Пэтти была настолько поглощена своим занятием, что не поднимала глаз, пока я чуть ли не села ей на колени.
— Ой, Дез! — встрепенулась подруга. — Я так за тебя волновалась! Что стряслось! Ты ужасно выглядишь! — Особым тактом Пэтти сроду не отличалась.
— Долго рассказывать, — буркнула я. — Прошу прощения за опоздание, но так сложились обстоятельства.
— Познакомься, это Бартон Визняк, — гордо объявила Пэтти, после чего Бартон Визняк высвободился- правда без спешки — из её объятий и встал. — А это, — продолжала она таким тоном, словно вручала мне изумрудное ожерелье или, на худой конец, новенький «порше», — это Брюс Саймон. — Я даже не удивилась насчёт «Мела или Мо» — с памятью на имена у Пэтти не лучше, чем с тактом.
Означенный Брюс скользнул по мне равнодушным взглядом, чуть привстал — не выпуская из рук бокала — и с явной неохотой выдвинул для меня стул. не успела я опустить туда свой зад, а кавалер уже плюхнулся обратно.
Ну и фиг с ним, мальчик всё равно не в моём вкусе.

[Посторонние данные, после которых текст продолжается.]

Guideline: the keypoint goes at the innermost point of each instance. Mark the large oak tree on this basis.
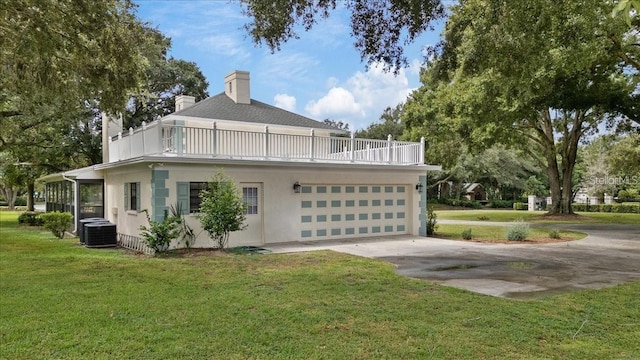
(538, 74)
(56, 54)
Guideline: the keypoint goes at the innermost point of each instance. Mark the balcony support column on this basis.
(353, 147)
(214, 139)
(266, 141)
(389, 143)
(312, 145)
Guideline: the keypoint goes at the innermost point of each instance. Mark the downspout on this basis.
(76, 203)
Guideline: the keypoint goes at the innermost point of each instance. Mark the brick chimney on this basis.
(184, 101)
(236, 86)
(111, 126)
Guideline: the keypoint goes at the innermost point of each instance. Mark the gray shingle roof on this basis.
(224, 108)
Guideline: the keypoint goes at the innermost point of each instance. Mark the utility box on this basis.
(100, 234)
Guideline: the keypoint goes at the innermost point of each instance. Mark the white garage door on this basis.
(343, 211)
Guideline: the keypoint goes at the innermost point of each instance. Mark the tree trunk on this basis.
(30, 200)
(560, 174)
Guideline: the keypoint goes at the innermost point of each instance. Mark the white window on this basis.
(250, 198)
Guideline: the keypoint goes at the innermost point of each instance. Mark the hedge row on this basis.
(612, 208)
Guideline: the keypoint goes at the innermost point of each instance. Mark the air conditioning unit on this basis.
(85, 221)
(100, 234)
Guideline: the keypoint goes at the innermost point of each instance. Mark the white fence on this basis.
(187, 141)
(134, 243)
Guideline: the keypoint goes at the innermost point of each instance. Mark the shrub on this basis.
(554, 234)
(187, 235)
(431, 222)
(518, 231)
(31, 218)
(501, 204)
(57, 222)
(628, 208)
(463, 203)
(159, 234)
(520, 206)
(222, 210)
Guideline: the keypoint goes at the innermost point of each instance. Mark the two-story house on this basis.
(302, 179)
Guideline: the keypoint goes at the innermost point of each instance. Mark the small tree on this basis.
(57, 222)
(159, 234)
(222, 210)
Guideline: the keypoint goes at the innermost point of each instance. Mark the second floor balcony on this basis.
(207, 140)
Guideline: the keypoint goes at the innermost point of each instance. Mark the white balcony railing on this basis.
(159, 138)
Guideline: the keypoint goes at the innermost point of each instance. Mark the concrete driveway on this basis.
(609, 256)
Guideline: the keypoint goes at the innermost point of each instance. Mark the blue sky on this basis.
(319, 75)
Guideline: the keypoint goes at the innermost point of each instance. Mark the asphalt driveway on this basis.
(609, 255)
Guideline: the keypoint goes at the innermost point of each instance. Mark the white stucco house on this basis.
(302, 179)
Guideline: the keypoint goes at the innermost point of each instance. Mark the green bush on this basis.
(520, 206)
(21, 201)
(159, 234)
(57, 222)
(463, 203)
(222, 210)
(627, 208)
(431, 222)
(518, 231)
(501, 204)
(31, 218)
(554, 234)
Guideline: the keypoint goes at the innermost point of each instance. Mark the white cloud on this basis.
(226, 45)
(337, 102)
(285, 101)
(279, 70)
(332, 82)
(361, 99)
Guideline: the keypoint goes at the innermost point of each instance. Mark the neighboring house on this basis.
(469, 191)
(474, 191)
(300, 181)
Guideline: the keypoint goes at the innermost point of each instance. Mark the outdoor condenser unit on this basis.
(100, 235)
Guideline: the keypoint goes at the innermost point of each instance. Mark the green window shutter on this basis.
(126, 196)
(183, 197)
(138, 196)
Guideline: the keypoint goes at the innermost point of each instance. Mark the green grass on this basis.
(497, 233)
(536, 216)
(62, 301)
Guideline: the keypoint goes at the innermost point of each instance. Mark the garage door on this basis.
(343, 211)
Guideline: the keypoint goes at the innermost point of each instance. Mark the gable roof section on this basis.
(223, 108)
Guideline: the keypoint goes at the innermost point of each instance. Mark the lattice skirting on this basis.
(134, 243)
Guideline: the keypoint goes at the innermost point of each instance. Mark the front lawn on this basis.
(62, 301)
(537, 216)
(497, 233)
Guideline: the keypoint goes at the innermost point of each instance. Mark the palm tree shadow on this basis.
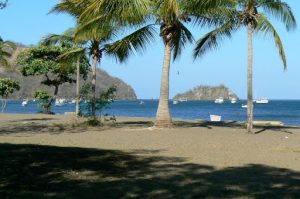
(285, 129)
(34, 171)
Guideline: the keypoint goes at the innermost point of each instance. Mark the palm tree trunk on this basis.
(77, 86)
(249, 80)
(94, 71)
(163, 117)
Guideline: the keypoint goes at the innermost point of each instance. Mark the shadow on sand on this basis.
(33, 171)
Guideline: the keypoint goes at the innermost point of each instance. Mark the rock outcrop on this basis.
(207, 93)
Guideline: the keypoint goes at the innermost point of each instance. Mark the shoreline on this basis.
(199, 160)
(260, 123)
(275, 145)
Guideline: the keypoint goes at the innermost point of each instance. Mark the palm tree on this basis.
(171, 16)
(6, 51)
(100, 37)
(251, 14)
(76, 55)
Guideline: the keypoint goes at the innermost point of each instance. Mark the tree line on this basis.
(99, 24)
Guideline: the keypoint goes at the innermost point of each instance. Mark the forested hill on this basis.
(30, 84)
(207, 93)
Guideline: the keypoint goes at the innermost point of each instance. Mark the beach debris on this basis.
(215, 118)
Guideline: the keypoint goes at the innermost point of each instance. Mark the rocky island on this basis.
(30, 84)
(207, 93)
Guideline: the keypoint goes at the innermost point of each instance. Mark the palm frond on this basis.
(72, 7)
(180, 38)
(72, 55)
(265, 27)
(120, 11)
(4, 62)
(280, 10)
(137, 41)
(96, 29)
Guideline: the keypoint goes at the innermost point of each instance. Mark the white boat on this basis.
(244, 106)
(215, 118)
(73, 101)
(219, 100)
(233, 100)
(60, 102)
(25, 102)
(182, 99)
(262, 101)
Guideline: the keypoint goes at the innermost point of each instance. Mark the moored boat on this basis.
(219, 100)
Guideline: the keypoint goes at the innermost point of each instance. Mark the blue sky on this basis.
(27, 21)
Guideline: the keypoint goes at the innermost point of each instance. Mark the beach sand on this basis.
(191, 149)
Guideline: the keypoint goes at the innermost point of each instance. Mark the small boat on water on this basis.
(219, 100)
(25, 102)
(73, 101)
(60, 102)
(262, 101)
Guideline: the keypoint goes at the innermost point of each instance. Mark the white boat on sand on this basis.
(262, 101)
(215, 118)
(60, 102)
(244, 106)
(219, 100)
(233, 100)
(25, 102)
(182, 99)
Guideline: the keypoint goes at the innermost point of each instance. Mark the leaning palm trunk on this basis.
(250, 76)
(77, 86)
(163, 118)
(93, 101)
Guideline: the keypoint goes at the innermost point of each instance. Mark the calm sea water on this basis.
(287, 111)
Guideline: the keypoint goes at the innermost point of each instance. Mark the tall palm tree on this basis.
(6, 51)
(76, 55)
(251, 14)
(171, 16)
(100, 37)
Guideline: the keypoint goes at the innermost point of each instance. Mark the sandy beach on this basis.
(192, 148)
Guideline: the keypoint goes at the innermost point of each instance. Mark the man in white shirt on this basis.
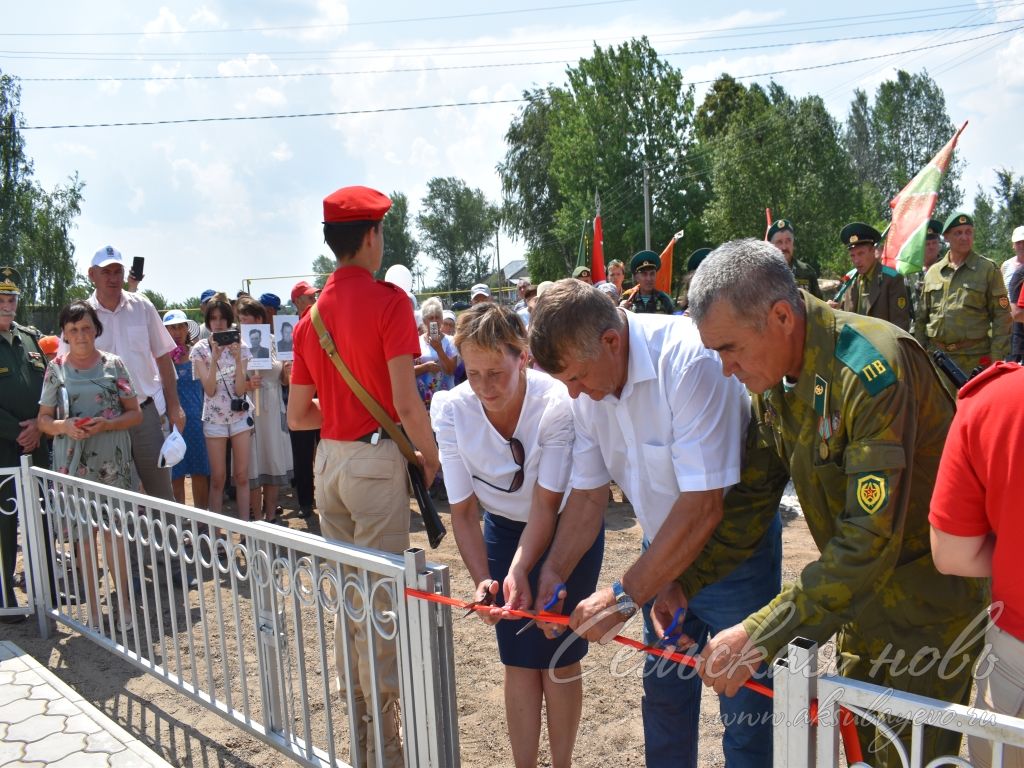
(134, 332)
(660, 420)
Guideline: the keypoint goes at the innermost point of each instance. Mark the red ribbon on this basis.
(847, 726)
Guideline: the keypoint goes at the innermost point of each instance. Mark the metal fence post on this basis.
(795, 683)
(431, 656)
(37, 569)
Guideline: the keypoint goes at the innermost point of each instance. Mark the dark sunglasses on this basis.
(519, 457)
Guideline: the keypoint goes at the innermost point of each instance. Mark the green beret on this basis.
(858, 233)
(10, 281)
(956, 218)
(778, 225)
(695, 258)
(643, 260)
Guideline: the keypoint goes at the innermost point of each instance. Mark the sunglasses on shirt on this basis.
(519, 457)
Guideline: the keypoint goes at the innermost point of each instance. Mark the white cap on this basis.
(172, 451)
(107, 256)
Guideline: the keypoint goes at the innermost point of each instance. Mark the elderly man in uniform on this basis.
(22, 368)
(858, 417)
(965, 310)
(652, 412)
(361, 479)
(871, 288)
(644, 298)
(780, 235)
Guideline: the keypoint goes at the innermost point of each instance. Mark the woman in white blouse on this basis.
(506, 445)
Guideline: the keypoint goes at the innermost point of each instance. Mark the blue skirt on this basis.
(531, 649)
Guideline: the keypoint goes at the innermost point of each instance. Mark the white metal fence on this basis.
(254, 639)
(806, 725)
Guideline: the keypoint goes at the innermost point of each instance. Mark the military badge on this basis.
(871, 493)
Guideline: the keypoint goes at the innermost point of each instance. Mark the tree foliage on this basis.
(783, 154)
(458, 226)
(35, 224)
(620, 111)
(892, 139)
(399, 245)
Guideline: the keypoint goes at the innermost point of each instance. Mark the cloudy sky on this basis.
(212, 203)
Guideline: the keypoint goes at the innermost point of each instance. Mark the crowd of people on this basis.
(524, 415)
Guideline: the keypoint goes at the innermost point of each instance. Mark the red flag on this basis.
(597, 261)
(664, 280)
(904, 250)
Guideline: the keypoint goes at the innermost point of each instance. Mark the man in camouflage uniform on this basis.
(965, 310)
(22, 368)
(644, 297)
(870, 288)
(780, 235)
(915, 282)
(857, 416)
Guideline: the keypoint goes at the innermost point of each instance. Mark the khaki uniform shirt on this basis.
(965, 311)
(860, 434)
(882, 293)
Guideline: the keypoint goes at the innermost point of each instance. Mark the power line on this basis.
(298, 28)
(178, 78)
(499, 101)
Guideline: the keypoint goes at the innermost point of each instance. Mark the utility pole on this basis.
(646, 208)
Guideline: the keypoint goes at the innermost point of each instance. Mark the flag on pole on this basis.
(664, 280)
(904, 249)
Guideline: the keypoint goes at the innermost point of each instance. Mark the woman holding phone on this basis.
(506, 440)
(98, 406)
(219, 363)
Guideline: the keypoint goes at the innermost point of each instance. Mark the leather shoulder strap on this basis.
(375, 409)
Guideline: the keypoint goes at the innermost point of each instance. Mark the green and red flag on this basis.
(904, 249)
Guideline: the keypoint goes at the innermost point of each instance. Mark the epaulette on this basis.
(857, 353)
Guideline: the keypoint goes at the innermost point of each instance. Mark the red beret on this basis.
(354, 204)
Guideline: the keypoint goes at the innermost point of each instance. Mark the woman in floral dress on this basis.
(97, 406)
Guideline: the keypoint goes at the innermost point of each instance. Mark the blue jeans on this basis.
(671, 705)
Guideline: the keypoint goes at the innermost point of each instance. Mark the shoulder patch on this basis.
(858, 354)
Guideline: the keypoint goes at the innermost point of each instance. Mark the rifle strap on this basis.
(375, 409)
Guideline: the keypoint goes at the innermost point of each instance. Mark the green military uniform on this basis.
(22, 368)
(965, 311)
(882, 293)
(860, 433)
(656, 302)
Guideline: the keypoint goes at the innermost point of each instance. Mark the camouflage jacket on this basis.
(881, 294)
(860, 435)
(965, 309)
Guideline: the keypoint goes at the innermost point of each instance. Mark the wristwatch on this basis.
(624, 603)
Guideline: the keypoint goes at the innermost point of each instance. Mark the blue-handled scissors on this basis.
(675, 630)
(559, 588)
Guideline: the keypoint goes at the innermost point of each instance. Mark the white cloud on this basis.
(165, 23)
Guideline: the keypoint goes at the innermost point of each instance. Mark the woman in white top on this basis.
(506, 438)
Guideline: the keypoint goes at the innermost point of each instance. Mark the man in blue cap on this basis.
(644, 297)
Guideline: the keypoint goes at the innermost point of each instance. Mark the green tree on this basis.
(322, 267)
(458, 226)
(620, 112)
(906, 126)
(399, 245)
(35, 224)
(784, 154)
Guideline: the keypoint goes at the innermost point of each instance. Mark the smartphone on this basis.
(223, 338)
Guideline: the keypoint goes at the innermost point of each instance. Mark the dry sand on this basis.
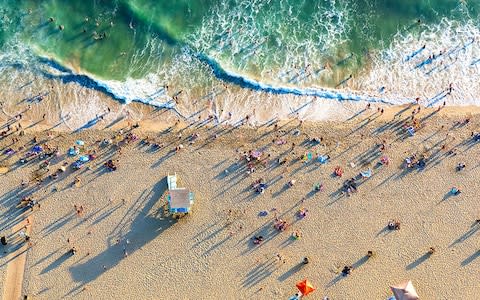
(210, 254)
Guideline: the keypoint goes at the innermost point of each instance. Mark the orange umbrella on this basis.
(305, 287)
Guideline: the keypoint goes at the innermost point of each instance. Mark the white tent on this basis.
(404, 291)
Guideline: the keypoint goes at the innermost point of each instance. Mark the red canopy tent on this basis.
(305, 287)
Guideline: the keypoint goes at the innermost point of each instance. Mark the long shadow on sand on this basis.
(145, 227)
(419, 261)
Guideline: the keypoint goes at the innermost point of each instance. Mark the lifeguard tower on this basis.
(179, 200)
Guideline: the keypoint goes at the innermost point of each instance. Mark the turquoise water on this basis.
(283, 42)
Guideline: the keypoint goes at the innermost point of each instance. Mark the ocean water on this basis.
(241, 54)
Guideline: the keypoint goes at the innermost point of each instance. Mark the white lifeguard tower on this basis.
(179, 200)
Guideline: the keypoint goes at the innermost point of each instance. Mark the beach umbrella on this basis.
(37, 149)
(305, 287)
(404, 291)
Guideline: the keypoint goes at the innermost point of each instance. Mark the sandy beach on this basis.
(128, 248)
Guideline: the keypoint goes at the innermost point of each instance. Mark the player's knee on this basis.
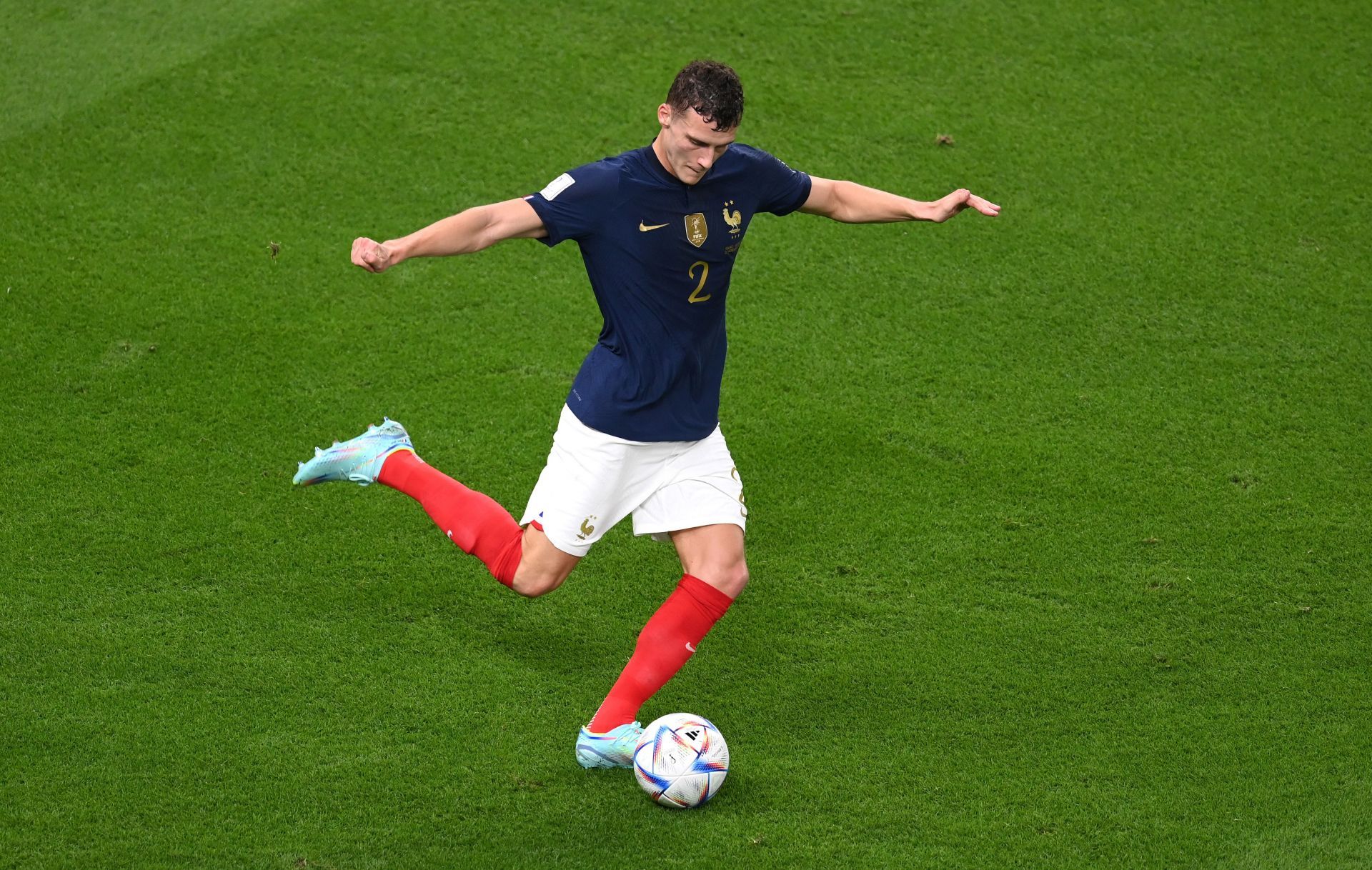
(729, 579)
(534, 584)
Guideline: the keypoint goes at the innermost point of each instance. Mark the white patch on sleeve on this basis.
(557, 186)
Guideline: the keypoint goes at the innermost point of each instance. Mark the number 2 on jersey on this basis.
(704, 274)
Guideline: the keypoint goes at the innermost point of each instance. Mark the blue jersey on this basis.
(659, 254)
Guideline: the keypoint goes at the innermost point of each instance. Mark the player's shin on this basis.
(472, 521)
(665, 645)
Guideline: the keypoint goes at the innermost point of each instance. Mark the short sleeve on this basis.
(782, 189)
(572, 204)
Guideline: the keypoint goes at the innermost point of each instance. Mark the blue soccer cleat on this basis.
(359, 459)
(614, 748)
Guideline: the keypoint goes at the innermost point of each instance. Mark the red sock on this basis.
(665, 645)
(472, 521)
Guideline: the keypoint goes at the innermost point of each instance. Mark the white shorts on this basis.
(593, 481)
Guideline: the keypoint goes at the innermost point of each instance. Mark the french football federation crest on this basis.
(733, 219)
(696, 229)
(586, 529)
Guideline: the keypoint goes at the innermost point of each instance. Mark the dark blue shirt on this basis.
(659, 254)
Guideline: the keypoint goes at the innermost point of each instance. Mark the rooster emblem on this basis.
(733, 219)
(586, 529)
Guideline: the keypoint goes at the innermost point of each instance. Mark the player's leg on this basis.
(544, 567)
(714, 555)
(702, 511)
(674, 633)
(517, 557)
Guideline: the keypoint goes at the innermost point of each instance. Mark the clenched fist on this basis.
(372, 256)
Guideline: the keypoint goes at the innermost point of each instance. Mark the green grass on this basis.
(1060, 521)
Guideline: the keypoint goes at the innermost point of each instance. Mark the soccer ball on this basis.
(681, 761)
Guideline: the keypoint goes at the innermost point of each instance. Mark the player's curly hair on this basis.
(711, 88)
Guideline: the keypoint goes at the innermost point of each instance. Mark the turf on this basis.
(1058, 527)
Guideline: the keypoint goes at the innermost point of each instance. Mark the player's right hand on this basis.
(372, 256)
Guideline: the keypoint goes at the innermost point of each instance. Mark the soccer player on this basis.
(659, 229)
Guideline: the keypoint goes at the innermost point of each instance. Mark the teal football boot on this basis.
(614, 748)
(359, 459)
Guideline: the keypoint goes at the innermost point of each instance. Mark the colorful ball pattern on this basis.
(681, 761)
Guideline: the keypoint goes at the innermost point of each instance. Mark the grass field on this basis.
(1060, 521)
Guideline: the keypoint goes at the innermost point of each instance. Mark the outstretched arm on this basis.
(854, 204)
(463, 234)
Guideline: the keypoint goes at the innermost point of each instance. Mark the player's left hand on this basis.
(960, 199)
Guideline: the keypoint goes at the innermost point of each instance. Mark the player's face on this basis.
(689, 144)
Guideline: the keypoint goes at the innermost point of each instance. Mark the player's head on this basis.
(700, 119)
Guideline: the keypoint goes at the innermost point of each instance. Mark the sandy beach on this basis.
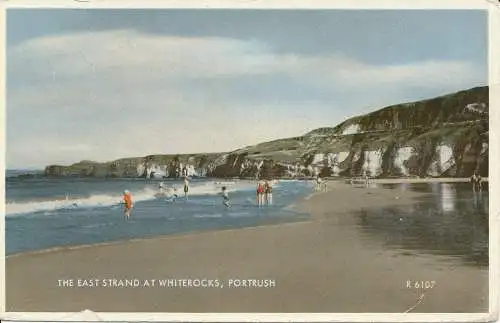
(320, 265)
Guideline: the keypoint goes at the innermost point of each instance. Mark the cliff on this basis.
(443, 136)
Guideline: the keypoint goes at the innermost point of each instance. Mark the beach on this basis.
(322, 264)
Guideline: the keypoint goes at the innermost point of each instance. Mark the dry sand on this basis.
(322, 265)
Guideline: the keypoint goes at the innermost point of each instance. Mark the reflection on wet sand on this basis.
(452, 221)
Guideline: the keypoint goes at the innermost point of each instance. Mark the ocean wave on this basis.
(110, 200)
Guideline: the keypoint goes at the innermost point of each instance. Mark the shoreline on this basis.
(323, 265)
(298, 205)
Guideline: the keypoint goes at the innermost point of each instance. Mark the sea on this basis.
(43, 213)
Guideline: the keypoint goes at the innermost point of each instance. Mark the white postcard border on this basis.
(493, 8)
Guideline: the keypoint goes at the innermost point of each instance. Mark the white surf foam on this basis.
(113, 200)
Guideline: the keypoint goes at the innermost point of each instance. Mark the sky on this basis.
(103, 84)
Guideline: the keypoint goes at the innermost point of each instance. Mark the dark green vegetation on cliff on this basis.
(443, 136)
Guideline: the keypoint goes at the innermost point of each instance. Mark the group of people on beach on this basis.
(264, 192)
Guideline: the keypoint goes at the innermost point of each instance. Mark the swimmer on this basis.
(127, 200)
(186, 187)
(260, 193)
(268, 191)
(225, 197)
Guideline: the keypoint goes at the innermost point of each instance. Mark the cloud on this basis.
(120, 93)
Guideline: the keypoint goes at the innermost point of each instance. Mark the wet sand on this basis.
(321, 265)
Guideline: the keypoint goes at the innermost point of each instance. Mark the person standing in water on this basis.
(476, 181)
(127, 201)
(186, 187)
(225, 197)
(268, 191)
(260, 193)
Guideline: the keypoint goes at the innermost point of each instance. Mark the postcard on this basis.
(250, 161)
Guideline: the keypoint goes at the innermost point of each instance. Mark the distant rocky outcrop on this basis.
(443, 136)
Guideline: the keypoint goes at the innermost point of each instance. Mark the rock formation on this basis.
(443, 136)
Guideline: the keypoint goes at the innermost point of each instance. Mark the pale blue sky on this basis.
(104, 84)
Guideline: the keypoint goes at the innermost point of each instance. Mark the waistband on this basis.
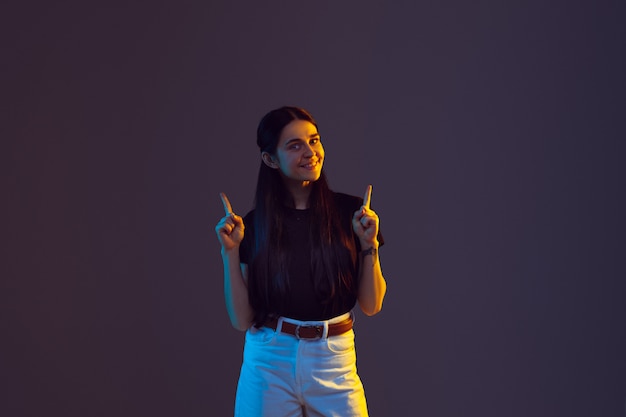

Брюс Саймон был не слишком высок (где-то метр шестьдесят семь — метр семьдесят, прикинула я за жалкие несколько секунд, когда он изволил привстать). Впрочем, к росту у меня претензий не было. Равно как и к тёмным волосам, реденьким и старательно зачёсанным таким манером, чтобы скрыть этот факт. Не устраивало меня плотное телосложение этого типа и самоуверенное, надменное выражение его лица. Сами понимаете, когда вас неудержимо влечёт к мужчинам, рядом с которыми Вуди Аллен кажется мачо, у Брюса Саймона шансов нет.